AI will allow machines to operate with some degree of human-like intelligence, but where humans will always outperform machines is their ability to show emotion in context. But what if AI could be used to: Machines and technologies that automatically recognize emotions?

New research by Brunel University in London, Bonab University in Iran and Islam Azad University uses EEG, a test that measures the electrical activity of the brain, and signals from artificial intelligence to use signals from artificial intelligence for automated emotion recognition to classify emotions. Developed a computer model. Over 98% accuracy.

By focusing on data and training algorithms, computers can be taught to process data in the same way as the human brain. This branch of artificial intelligence and computer science is called machine learning, where computers are taught to mimic the way humans learn.

Dr. Severan Danishvar, Research Fellow at Brunel, said: “Generative Adversarial Networks, known as GANs, are important algorithms used in machine learning that allow computers to mimic the workings of the human brain. Since EEG signals come directly from the central nervous system, they are strongly associated with a wide range of emotions.

“Through the use of GANs, a computer learns how to perform a task after seeing examples and training data. It can then improve accuracy over time by creating new data.”

A new study published in a journal electronicsused music to stimulate emotions in 11 volunteers between the ages of 18 and 32.

Participants were instructed to abstain from alcohol, drugs, caffeine and energy drinks for 48 hours prior to the experiment, and none had depressive disorders.

During the study, all volunteers listened to 10 songs on headphones. Pleasant music was used to induce positive emotions and sad music was used to induce negative emotions.

Participants listened to music and were connected to an electroencephalograph, which used electroencephalographic signals to recognize emotions.

In preparation for the study, the researchers used an existing EEG signal database to create a GAN algorithm. The database contains data on emotions evoked by musical stimuli and was used as a model for real EEG signals.
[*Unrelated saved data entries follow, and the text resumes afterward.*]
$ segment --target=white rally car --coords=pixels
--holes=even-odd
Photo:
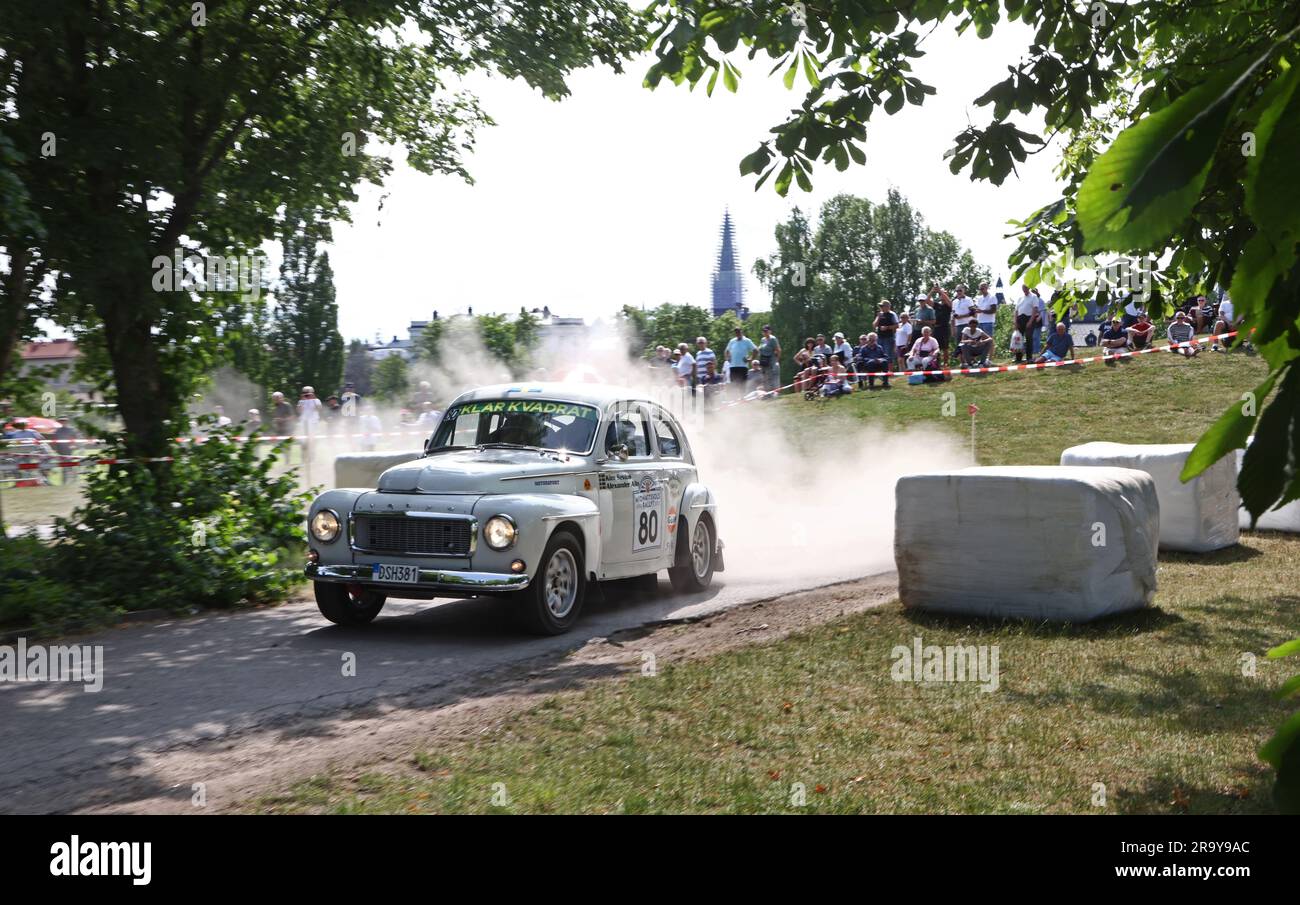
[[[717,501],[681,424],[613,387],[465,393],[421,458],[375,489],[322,493],[307,524],[307,577],[340,625],[389,597],[508,595],[531,630],[559,634],[594,581],[667,569],[699,591],[723,569]]]

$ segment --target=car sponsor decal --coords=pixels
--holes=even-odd
[[[589,405],[574,405],[570,402],[542,402],[531,399],[497,399],[488,402],[464,402],[447,410],[444,416],[455,420],[461,415],[490,415],[495,413],[572,415],[588,421],[600,420],[600,415]]]

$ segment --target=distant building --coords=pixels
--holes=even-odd
[[[76,340],[52,339],[48,342],[28,343],[21,354],[20,374],[26,376],[40,370],[45,372],[45,385],[49,389],[70,393],[84,402],[90,402],[94,398],[94,389],[89,384],[77,383],[72,379],[73,368],[81,358]]]
[[[740,318],[749,316],[745,307],[745,280],[736,254],[736,234],[731,211],[722,214],[722,232],[718,243],[718,266],[713,271],[713,316],[734,311]]]

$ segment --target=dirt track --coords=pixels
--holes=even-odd
[[[104,645],[102,692],[0,686],[0,811],[226,810],[339,764],[382,768],[481,732],[539,696],[639,669],[643,651],[705,656],[896,592],[892,573],[802,592],[721,578],[690,598],[666,582],[612,589],[561,638],[518,635],[497,601],[390,603],[348,630],[304,600],[74,639]]]

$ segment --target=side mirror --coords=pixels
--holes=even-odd
[[[626,462],[628,457],[628,448],[626,443],[615,443],[609,448],[609,455],[618,459],[620,462]]]
[[[432,447],[433,447],[433,435],[430,434],[429,436],[424,438],[424,454],[426,456],[429,454],[429,450]]]

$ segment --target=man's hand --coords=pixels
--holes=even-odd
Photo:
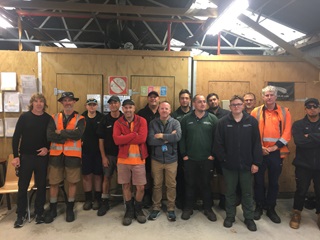
[[[257,165],[252,164],[251,166],[251,173],[255,174],[256,172],[259,171],[259,167]]]
[[[208,157],[208,160],[213,161],[213,160],[214,160],[214,157],[210,155],[210,156]]]
[[[46,147],[37,150],[38,156],[46,156],[48,154],[48,149]]]
[[[268,151],[269,151],[269,153],[270,153],[270,152],[277,151],[279,148],[278,148],[277,145],[273,145],[273,146],[271,146],[271,147],[268,147],[267,149],[268,149]]]
[[[154,135],[154,138],[156,138],[156,139],[163,139],[163,133],[156,133],[156,134]]]
[[[12,159],[11,164],[12,164],[12,166],[14,166],[15,168],[16,168],[16,167],[20,167],[20,158],[19,158],[19,157],[16,157],[16,158]]]
[[[61,130],[56,129],[55,133],[60,135],[61,134]]]
[[[102,165],[107,168],[109,167],[109,159],[107,158],[107,156],[103,156],[102,157]]]
[[[269,155],[269,150],[266,147],[262,147],[262,154],[263,156]]]
[[[188,156],[184,156],[182,159],[183,159],[183,161],[187,161],[187,160],[189,160],[189,157]]]

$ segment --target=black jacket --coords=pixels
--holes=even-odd
[[[148,104],[144,108],[140,109],[137,114],[147,120],[148,126],[153,119],[160,117],[158,110],[156,113],[153,113]]]
[[[218,122],[214,152],[222,167],[230,170],[250,170],[251,165],[262,163],[262,146],[258,121],[244,114],[236,122],[231,113]]]
[[[308,134],[308,137],[305,137]],[[292,136],[296,144],[293,165],[320,170],[320,120],[310,122],[308,117],[292,125]]]

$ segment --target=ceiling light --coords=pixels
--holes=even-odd
[[[237,17],[249,7],[248,0],[234,0],[230,5],[215,19],[207,34],[216,35],[222,29],[228,28],[233,24]]]
[[[77,48],[77,45],[74,43],[68,43],[70,42],[69,39],[65,38],[59,41],[60,43],[54,43],[57,47],[65,47],[65,48]]]
[[[4,16],[0,16],[0,27],[2,28],[13,28],[13,26],[9,23]]]

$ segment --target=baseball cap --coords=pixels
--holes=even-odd
[[[123,101],[122,106],[125,106],[125,105],[128,105],[128,104],[129,105],[135,105],[133,100],[126,99],[126,100]]]
[[[148,93],[148,97],[150,97],[151,95],[156,95],[157,97],[159,97],[159,93],[156,91],[151,91]]]
[[[315,105],[319,106],[319,100],[316,98],[308,98],[305,102],[304,105],[307,106],[309,103],[314,103]]]
[[[87,101],[86,101],[86,104],[89,105],[89,104],[98,104],[98,101],[97,99],[94,99],[94,98],[89,98]]]
[[[120,102],[120,98],[119,98],[117,95],[112,95],[112,96],[109,98],[108,103],[110,103],[110,102],[112,102],[112,101],[114,101],[114,102]]]
[[[61,97],[58,99],[58,102],[61,102],[66,97],[71,98],[72,100],[75,100],[76,102],[79,100],[79,98],[74,97],[73,92],[63,92],[61,94]]]

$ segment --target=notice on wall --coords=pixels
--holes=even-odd
[[[21,75],[21,87],[23,93],[37,93],[37,79],[34,75]]]
[[[17,88],[17,73],[1,72],[1,90],[15,91]]]
[[[3,105],[4,112],[19,112],[19,93],[5,92]]]
[[[278,101],[294,101],[294,83],[293,82],[268,82],[268,85],[277,88]]]
[[[6,137],[13,137],[14,129],[16,128],[17,122],[18,122],[18,118],[4,119]]]
[[[0,93],[0,112],[2,112],[2,93]]]
[[[125,76],[110,76],[109,77],[109,93],[110,95],[128,94],[128,78]]]
[[[29,111],[29,102],[32,94],[31,93],[21,93],[19,94],[20,106],[22,112]]]

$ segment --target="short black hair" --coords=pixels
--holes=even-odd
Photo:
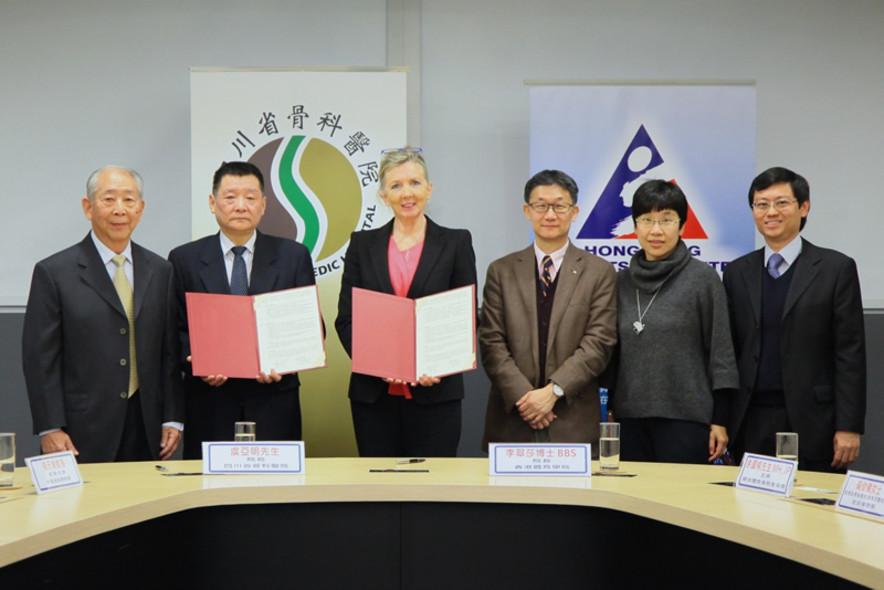
[[[667,209],[678,213],[678,228],[683,228],[688,220],[688,199],[681,187],[671,180],[648,180],[632,196],[633,223],[640,215]]]
[[[215,176],[212,178],[212,194],[218,194],[218,188],[221,186],[221,179],[225,176],[254,176],[261,185],[261,194],[264,193],[264,175],[261,170],[251,162],[221,162],[221,166],[215,170]]]
[[[525,183],[525,202],[529,203],[531,191],[538,186],[560,186],[571,195],[571,204],[577,204],[577,183],[561,170],[541,170]]]
[[[792,172],[788,168],[774,166],[756,176],[755,180],[752,181],[752,184],[749,186],[749,206],[751,207],[755,203],[756,192],[763,191],[781,182],[788,183],[792,187],[792,194],[798,200],[799,208],[810,200],[810,185],[807,183],[806,178],[797,172]],[[807,216],[801,218],[801,225],[798,227],[798,231],[804,229],[805,223],[807,223]]]

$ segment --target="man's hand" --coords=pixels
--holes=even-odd
[[[80,451],[74,446],[74,442],[68,433],[64,430],[56,430],[49,432],[40,437],[40,446],[44,453],[58,453],[60,451],[73,451],[74,455],[79,455]]]
[[[835,456],[832,459],[834,469],[847,469],[859,457],[859,433],[838,430],[833,443]]]
[[[171,426],[163,426],[163,436],[160,439],[160,459],[163,461],[171,457],[178,449],[181,442],[181,431]]]
[[[539,430],[546,428],[556,419],[552,409],[558,399],[553,393],[552,383],[548,383],[540,389],[532,389],[523,395],[516,402],[516,409],[519,410],[522,420],[534,430]]]

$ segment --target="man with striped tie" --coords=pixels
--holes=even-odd
[[[483,444],[598,443],[598,376],[617,341],[616,278],[571,244],[577,184],[543,170],[525,185],[534,244],[488,267],[479,323],[491,379]]]

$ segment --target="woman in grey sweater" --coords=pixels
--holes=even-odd
[[[617,275],[611,391],[624,461],[712,462],[727,447],[728,397],[739,383],[727,298],[715,270],[681,240],[687,216],[674,182],[635,192],[642,249]]]

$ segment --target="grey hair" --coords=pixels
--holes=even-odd
[[[129,173],[133,179],[135,179],[135,186],[138,188],[138,198],[144,198],[144,180],[141,179],[141,175],[138,174],[132,168],[126,168],[125,166],[102,166],[95,172],[89,175],[89,178],[86,180],[86,196],[89,197],[89,200],[94,200],[93,197],[95,193],[98,192],[98,176],[104,172],[105,170],[124,170]]]

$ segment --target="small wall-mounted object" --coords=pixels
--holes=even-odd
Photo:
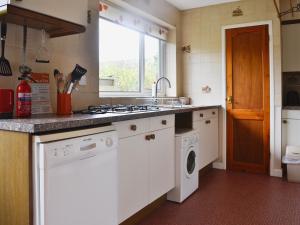
[[[185,45],[181,48],[181,50],[185,53],[191,53],[191,45]]]
[[[208,94],[211,92],[211,87],[208,85],[202,87],[202,93]]]
[[[92,23],[92,10],[88,10],[87,12],[87,23],[88,24]]]
[[[232,11],[232,16],[236,17],[236,16],[243,16],[243,10],[238,6],[235,10]]]

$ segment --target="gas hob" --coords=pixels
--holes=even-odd
[[[155,112],[160,108],[156,105],[99,105],[89,106],[87,109],[76,111],[76,114],[106,114],[106,113],[119,113],[129,114],[138,112]]]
As expected, music evokes positive and negative emotions depending on the music played, resulting in a high similarity between real EEG signals and those modeled by the GAN algorithm. it was done. This indicates that GAN was effective in generating his EEG data.

Dr. Danishvar said: “The results show that the proposed method has an accuracy of 98.2% in distinguishing between positive and negative emotions. Compared with previous studies, the proposed model shows good performance. , which could be used for future brain-computer interface applications, including the ability of robots to identify human emotional states and interact with people accordingly.

“For example, robotic devices could be used in hospitals to energize and mentally prepare patients before major surgery.

“Future research should investigate additional emotional responses in GANs, such as anger and disgust, to make the model and its applications even more useful.”